I would lose the french cuffs and add a velveteen or velvet vest

Neckwear optional


----------



## Cruiser (Jul 21, 2006)

Peak and Pine said:


> Were you even alive in '62?
> I was, very much so. I was 17 and you wore jeans with _whatever shoe you wanted_, especially Chucks.​


​I was in Junior High in '62 (I'll be nice because I respect my elders :icon_smile_big and I also wore Chucks (we called them All-Stars) with my jeans, although I do remember that the preppier types seemed to favor penny loafers.

Cruiser


----------



## Peak and Pine (Sep 12, 2007)

Chase Hamilton said:


> You're not trying to tell me that Television isn't a 100% accurate portrayal of reality, are you? :icon_smile_wink:
> 
> --Chase


That's an interesting comment, Chase, and it gets me thinking:​I would say that television, as it relates to the central topic of this forum, is pretty much right on when it comes to reality. The wardrobe folks do a very commendable job of dressing their characters, from Kramer's retro-50's look to 
Katie Couric's anchor-womany suits.

And whenever I see something set in the time of my youth,_ I'll Fly Away_ for example,_ Mad Men_ or even _Happy Days_, the clothes seem to be spot on.​


----------



## Peak and Pine (Sep 12, 2007)

Cruiser said:


> I was in Junior High in '62 and I also wore Chucks (we called them All-Stars) with my jeansCruiser


In '62 we called Chucks simply _sneakers_, because, at least here in Maine, there were no others.​


----------



## Blueboy1938 (Aug 17, 2008)

*Not unforgiveable, but . . .*



Rilian said:


> It's because I don't understand is why I asked if this was unforgivable or not. It would have been helpful if you offered the rationale for why wingtips with jeans are inappropriate. Also to reiterate, I work in a very casual office (t-shirts are normal). And I'm just seeking to less like a college student, without being too assuming.
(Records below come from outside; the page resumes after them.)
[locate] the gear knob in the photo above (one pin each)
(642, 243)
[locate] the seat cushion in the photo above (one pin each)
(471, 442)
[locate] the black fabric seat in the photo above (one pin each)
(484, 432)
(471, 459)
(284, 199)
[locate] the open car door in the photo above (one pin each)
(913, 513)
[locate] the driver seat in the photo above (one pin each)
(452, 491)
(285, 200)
You will go to a great expense in order to run the risk of derision from your "[Stuff] Happens" T-shirt wearing colleagues. If you care enough about their opinion to be wearing the "company uniform" of jeans and T-shirt, you probably would want to avoid that, I should assume.
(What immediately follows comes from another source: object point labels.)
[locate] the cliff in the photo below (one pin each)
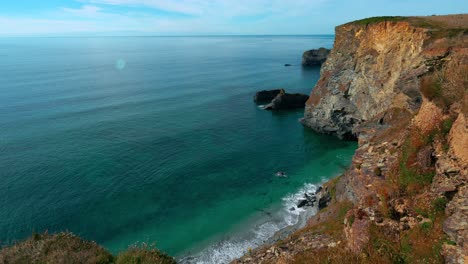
(398, 85)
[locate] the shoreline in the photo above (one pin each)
(262, 232)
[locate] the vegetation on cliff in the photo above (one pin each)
(399, 86)
(68, 248)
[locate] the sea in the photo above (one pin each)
(157, 140)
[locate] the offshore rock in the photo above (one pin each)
(315, 57)
(267, 95)
(287, 101)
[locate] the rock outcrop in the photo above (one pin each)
(399, 86)
(315, 57)
(267, 95)
(284, 101)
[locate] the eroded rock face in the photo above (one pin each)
(369, 70)
(373, 88)
(315, 57)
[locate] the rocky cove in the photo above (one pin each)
(398, 86)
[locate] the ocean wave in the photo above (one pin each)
(236, 246)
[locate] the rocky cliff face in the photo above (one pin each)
(371, 69)
(399, 86)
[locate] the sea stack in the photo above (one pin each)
(315, 57)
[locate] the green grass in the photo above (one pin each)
(439, 204)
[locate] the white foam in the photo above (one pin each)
(229, 249)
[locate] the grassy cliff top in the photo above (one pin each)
(436, 22)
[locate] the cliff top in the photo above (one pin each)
(445, 22)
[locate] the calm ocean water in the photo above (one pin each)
(156, 139)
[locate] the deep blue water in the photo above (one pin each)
(154, 139)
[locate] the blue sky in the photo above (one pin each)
(201, 17)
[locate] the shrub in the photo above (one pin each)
(439, 204)
(144, 254)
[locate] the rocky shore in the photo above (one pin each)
(280, 100)
(397, 85)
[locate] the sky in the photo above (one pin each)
(202, 17)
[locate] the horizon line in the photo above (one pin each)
(156, 36)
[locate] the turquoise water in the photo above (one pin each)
(154, 140)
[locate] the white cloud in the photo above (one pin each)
(209, 17)
(86, 10)
(219, 7)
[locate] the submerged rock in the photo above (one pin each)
(287, 101)
(315, 57)
(267, 95)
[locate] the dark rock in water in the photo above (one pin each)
(319, 189)
(324, 201)
(287, 101)
(302, 203)
(267, 95)
(315, 57)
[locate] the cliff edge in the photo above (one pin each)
(398, 85)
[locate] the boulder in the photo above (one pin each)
(315, 57)
(267, 95)
(287, 101)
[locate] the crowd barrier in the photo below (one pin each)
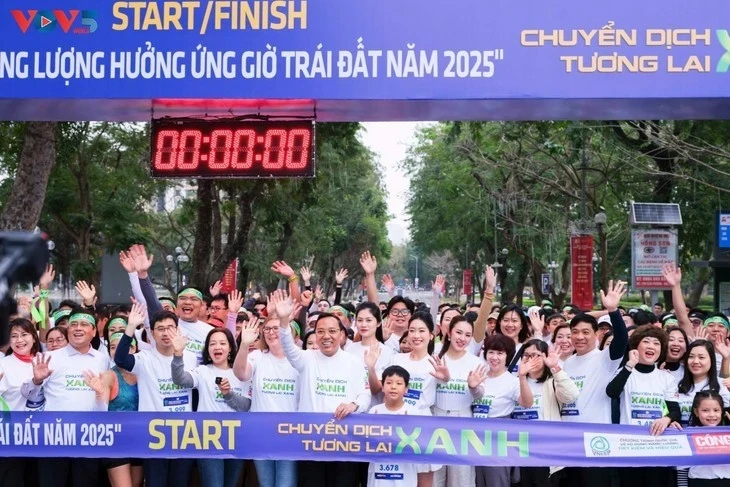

There are such a lot of interesting and sophisticated shoe choices now (thank the Lord that pointy toes seem to be in decline) that would signal "not a schoolboy" that would also be appropriate with jeans, you can be creative, look good, and not be slavishly tied to the "adult" aura of wing tips.


----------



## Orsini (Apr 24, 2007)

Rilian said:


> Is it me or do blucher wingtips look a little off?
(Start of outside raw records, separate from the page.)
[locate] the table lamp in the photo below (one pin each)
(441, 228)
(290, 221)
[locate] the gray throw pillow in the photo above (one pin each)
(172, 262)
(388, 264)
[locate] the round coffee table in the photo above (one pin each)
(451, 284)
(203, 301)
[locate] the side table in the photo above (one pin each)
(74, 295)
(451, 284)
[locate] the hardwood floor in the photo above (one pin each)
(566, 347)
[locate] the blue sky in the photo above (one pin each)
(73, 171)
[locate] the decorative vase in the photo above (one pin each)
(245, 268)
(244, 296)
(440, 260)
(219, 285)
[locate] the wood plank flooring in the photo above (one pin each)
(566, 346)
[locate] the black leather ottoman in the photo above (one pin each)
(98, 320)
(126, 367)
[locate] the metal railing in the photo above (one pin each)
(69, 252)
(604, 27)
I guess, if you think so. They have been around a long time. Maybe longer than blue jeans...


----------



## Orsini (Apr 24, 2007)

Rilian said:


> Can wingtips (balmoral or blucher) be worn with jeans? Or is this an unforgivable sin?
> 
> I don't own any wingtips but am considering a purchase. However, I work in a casual interaction design office, so I'd likely never wear a suit.


Not for me, 
https://askandyaboutclothes.com/community/showpost.php?p=824187&postcount=12 but other, more sophisticated members have endorsed this...


----------



## Cruiser (Jul 21, 2006)

Blueboy1938 said:


> You will go to a great expense in order to run the risk of derision from your "[Stuff] Happens" T-shirt wearing colleagues. If you care enough about their opinion to be wearing the "company uniform" of jeans and T-shirt, you probably would want to avoid that, I should assume.


Clearly you are out of touch with the many different ways in which jeans are worn. Many guys, and gals for that matter, wear jeans without wearing silly tee shirts. You are obviously attempting to deride a large group by singling out a small segment of that group.

As for the "company uniform", is there a greater "company uniform" than the suit? That's why managers are often called simply "the suits" by the rank and file. How many commercials have you seen with lines of men in navy or charcoal suits and carrying briefcases marching in lock step looking like mindless automotons? It's one reason why the Mac computer commercials are successful. The PC guy in the suit is seen as just a corporate clone with no originality.

I'm not knocking suits. I'm wearing a one as I type. All I'm saying is that it's just as much of a "company uniform" mentality as anyone in jeans and tee shirt. The underlying thought processes are the same.

Cruiser


----------



## Earl of Ormonde (Sep 5, 2008)

Rilian said:


> Is it me or do blucher wingtips look a little off?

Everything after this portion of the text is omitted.